Well, on the outside, there really is no difference between a session and a cookie.
Namely, because in most instances, a session will be sent as a cookie.
Where the difference lays is in the fact that a session ID is the only thing sent via a cookie and that the session itself lives on the server in a nice little database set up for and by PHP... which of course is queried and updated automatically for you.
And the fact that you can have objects and arrays neatly stored within the session
and the session vars are all global.
A session is not (©2002 vincent) secure however. As the session ID may be used by anyone (ie h4><0r) who is able to intercept and capture that ID.

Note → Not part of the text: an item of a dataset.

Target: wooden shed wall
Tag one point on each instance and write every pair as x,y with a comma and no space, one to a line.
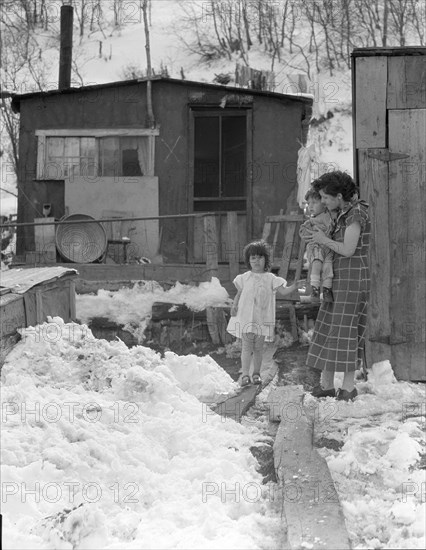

But... a session is far more secure than a cookie in the fact that we are not storing reusable information... atleast not past the session expiration, which is 2 hours for PHP (considering GC probability and lots of sessions), and the fact that the session cookie is never really set on the HD of the client since the session cookie comes with no timestamp.
Why use a PHP session?
The only reason is ease of use.
You could easily create your own session handler with a database and a no-lifetime cookie. But, unless you feel like a weekend of coding and debug (does it support proxies?) and all such fun stuff, I recommend using the PHP sessions.
If however, you have a big client with a good project budget and some serious security needs (the bigger the name the more the risk of hacks) then, I would look at writing some custom processes to handle the sessions. But if this is below a $10,000 site and/or with 100,000 hits or fewer a month, I'd say, PHP sessions straight up.